Pour la Grèce, le réchauffement des températures ne semble pas dû qu’à l’arrivée du printemps.
Par Stéphane Montabert, depuis Renens, Suisse.
« La Grèce et sa petite odeur de brûlé », titrait H16, l’éditorialiste de Contrepoints, il y a quelques jours en évoquant la crise grecque (avant d’en remettre une couche). Elle a empiré depuis. Une odeur âcre et une épaisse fumée semblent se dégager des cuisines…
Si la situation est si tendue, c’est en grande partie à cause de l’accord récemment signé, censé régler une bonne fois pour toute l’avenir de la péninsule d’ici à la fin de la décennie, ce qui n’est pas le moindre des paradoxes. Le diable est dans les détails, on le sait, et en la matière ceux-ci se montrent particulièrement vicieux.
Prenons l’Allemagne, par exemple. Mme Merkel a une fois de plus convaincu son parlement de verser un autre seau dans le tonneau des Danaïdes. Mais cette fois-ci, la fronde gagne du terrain : le texte du second plan d’aide n’est passé qu’à l’aide des voix… de l’opposition ! Un joli coup de semonce dans les rangs de la coalition au pouvoir, d’autant plus que d’après Peer Steinbrück, un ténor des socio-démocrates, « Le Bundestag devra voter un troisième paquet pour la Grèce ». Sachant que de son côté le ministre des finances de la Chancelière, Wolfgang Schäube, continue de jouer sa partition (déjà expliquée ici) consistant à pousser la Grèce à sortir « d’elle-même » de la zone euro, les débats parlementaires promettent d’être animés.
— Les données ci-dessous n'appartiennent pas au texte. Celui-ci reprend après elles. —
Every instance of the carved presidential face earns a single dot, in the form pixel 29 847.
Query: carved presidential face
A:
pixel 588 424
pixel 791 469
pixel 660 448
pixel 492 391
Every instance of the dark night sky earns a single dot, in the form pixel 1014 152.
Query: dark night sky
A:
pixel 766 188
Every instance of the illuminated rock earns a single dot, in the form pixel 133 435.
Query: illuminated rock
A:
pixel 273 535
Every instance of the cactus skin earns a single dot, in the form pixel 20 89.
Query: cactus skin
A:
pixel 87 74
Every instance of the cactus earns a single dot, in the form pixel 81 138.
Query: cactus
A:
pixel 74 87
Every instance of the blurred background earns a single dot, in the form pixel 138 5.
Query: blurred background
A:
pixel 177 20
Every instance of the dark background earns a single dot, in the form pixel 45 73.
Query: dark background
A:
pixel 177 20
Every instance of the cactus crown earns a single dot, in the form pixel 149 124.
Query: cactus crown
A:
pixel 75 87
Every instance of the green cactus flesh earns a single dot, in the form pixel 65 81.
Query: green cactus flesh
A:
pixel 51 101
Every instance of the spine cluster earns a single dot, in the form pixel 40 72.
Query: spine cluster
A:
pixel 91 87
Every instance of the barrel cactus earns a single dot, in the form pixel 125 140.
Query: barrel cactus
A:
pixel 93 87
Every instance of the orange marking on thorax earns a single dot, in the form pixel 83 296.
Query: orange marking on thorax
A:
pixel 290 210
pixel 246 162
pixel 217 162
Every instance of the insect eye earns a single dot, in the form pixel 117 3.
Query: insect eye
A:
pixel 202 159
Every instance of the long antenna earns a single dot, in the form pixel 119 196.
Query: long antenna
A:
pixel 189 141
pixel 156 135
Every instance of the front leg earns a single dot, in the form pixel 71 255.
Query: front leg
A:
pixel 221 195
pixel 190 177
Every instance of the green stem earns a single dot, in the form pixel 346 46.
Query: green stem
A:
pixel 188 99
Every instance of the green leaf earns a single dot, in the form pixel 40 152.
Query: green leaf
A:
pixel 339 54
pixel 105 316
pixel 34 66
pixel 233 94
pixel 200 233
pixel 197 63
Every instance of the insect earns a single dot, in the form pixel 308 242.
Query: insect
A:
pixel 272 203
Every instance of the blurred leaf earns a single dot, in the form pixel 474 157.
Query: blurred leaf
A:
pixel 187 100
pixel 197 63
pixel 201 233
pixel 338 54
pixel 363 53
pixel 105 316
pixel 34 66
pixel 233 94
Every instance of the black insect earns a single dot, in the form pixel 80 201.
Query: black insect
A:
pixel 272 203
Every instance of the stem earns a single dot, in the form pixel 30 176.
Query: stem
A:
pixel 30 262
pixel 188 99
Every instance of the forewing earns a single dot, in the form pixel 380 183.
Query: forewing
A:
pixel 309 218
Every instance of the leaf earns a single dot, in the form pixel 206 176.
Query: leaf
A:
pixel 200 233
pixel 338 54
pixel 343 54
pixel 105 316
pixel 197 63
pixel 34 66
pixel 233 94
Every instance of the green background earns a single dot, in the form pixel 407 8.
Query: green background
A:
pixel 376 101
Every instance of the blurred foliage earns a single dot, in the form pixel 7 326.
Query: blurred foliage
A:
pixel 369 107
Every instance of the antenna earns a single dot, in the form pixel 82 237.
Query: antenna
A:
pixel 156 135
Un deuxième petit crépitement nous vient de l’Irlande – la pénible Irlande et son fichu régime démocratique. On admirera la formulation diplomatique dans une dépêche qui évoque le « risque irlandais »:
L’Irlande a, dans le passé, déjà rejeté à deux reprises des traités européens (Nice en 2001 et Lisbonne en 2008), avant de se raviser à la faveur de deux autres scrutins de rattrapage, mais en échange à chaque fois de concessions. (…)
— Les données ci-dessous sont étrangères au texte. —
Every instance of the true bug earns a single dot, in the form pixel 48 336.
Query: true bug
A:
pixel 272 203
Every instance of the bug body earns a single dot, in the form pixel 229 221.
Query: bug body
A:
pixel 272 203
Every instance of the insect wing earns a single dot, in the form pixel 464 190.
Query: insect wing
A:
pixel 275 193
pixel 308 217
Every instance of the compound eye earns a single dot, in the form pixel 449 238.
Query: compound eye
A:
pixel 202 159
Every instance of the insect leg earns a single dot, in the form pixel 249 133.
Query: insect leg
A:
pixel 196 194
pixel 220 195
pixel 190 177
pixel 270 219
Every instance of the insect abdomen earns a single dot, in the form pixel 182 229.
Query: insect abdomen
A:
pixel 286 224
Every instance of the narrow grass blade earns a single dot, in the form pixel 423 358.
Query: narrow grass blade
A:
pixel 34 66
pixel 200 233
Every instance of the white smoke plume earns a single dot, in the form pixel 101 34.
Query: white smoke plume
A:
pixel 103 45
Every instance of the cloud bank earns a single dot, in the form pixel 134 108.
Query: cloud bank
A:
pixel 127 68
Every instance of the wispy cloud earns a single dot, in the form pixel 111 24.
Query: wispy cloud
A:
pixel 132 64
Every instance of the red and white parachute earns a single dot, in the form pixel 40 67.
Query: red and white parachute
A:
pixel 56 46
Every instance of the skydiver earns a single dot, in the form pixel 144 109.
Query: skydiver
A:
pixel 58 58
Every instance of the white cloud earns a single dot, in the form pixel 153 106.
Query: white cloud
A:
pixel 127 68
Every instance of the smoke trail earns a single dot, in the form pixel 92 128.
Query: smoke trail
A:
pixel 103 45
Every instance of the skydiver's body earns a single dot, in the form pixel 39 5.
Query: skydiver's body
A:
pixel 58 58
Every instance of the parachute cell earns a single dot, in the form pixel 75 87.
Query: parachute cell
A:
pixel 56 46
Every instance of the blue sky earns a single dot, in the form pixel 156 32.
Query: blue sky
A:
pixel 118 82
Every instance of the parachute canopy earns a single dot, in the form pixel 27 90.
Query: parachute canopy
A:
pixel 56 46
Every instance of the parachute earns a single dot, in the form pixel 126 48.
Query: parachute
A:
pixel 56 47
« Tout le monde aurait préféré éviter un référendum mais en même temps on savait qu’il y avait un risque », souligne un diplomate européen.
Les négociateurs du texte avaient ainsi pris soin de retirer l’obligation pour les pays signataires d’inscrire la règle d’or dans leur constitution, dans l’espoir ainsi d’éviter des procédures trop lourdes ou des référendums. Cela n’a pas suffi.
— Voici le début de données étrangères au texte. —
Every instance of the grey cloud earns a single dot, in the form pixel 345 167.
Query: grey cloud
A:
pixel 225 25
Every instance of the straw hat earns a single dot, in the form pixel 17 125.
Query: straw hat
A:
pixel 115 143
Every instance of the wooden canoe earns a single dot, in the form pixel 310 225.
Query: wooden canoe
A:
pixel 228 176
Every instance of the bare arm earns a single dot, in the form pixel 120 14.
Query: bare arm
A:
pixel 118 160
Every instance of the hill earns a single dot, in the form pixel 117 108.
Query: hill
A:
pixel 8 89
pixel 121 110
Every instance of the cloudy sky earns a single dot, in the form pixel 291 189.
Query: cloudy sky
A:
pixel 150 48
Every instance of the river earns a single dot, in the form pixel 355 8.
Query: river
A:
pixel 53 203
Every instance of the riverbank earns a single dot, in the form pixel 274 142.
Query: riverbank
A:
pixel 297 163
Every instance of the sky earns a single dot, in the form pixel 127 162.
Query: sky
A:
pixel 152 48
« Le risque, si l’Irlande dit non, c’est que cela refroidisse tout le monde et que cela envoie un mauvais signal pour le traité » qui devra être ratifié par tous les pays, dit le diplomate.
Le référendum, la pénible incertitude liée à l’exercice démocratique. Affranchis de ce genre de contrainte, nos technocrates se sentiraient pousser des ailes. Peuples ingrats ! Gâcheurs !
Mois d’une semaine après sa formulation, le Pacte Budgétaire européen est donc déjà menacé (et ce sont ces gens qui pensent sérieusement prévoir le comportement des finances grecques jusqu’en 2020…)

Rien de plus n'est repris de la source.